The Adventures of Huckleberry Finn
Huck Finn a rebellious, appealing, sympathetic, and errant young boy takes a convoluted journey through his life and along the Mississippi. Through his adventures he encounters issues upon issues and people upon people and confronts each task with a mix of societies and his own moral standards. Huck might not be the smartest tool in the shed, in fact some would call him “dumb”, but throughout the novel he continues to show the difference between right and wrong and proves his intelligence and well-being is higher than others in the South. Huck Finn is a complex character that takes us through his time period and shows vigor detail of American people and life back then.
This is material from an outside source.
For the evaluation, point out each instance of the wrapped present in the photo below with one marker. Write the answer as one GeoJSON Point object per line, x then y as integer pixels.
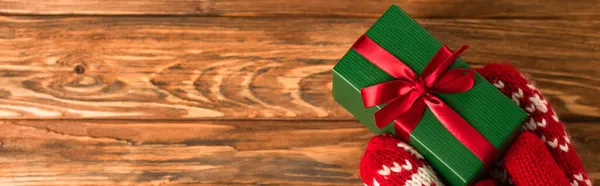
{"type": "Point", "coordinates": [399, 79]}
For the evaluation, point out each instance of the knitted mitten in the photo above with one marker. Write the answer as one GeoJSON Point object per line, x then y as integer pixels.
{"type": "Point", "coordinates": [541, 155]}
Twain’s purpose in adding The Grangerfords was not only to expose the stupidity in family feuds but to also shine light on the nature of such violence. Pride is the main event of the whole situation, between each family contains the hard-headedness and ridiculous, hypocritical south society. Overall, each family thinks they’re right and the other is wrong; leaving Huck in the middle of a twisted and horrific battle. Huck sees not just one but people shot to death, this scars him, he even states, “It made me so sick I most fell out of the tree. I ain’t a-going to tell ALL that happened—it would make me sick again if I was to do that. I wished I hadn’t ever come ashore that night to see such things. I ain’t ever going to get shut of them—lots of times I dream about them.” Twain involved Huck into such madness to show the idiocracy in these matters, mainly because family feuds were common during that time period.
Mob Mentality describes how people are influenced by their peers to adopt certain behaviors.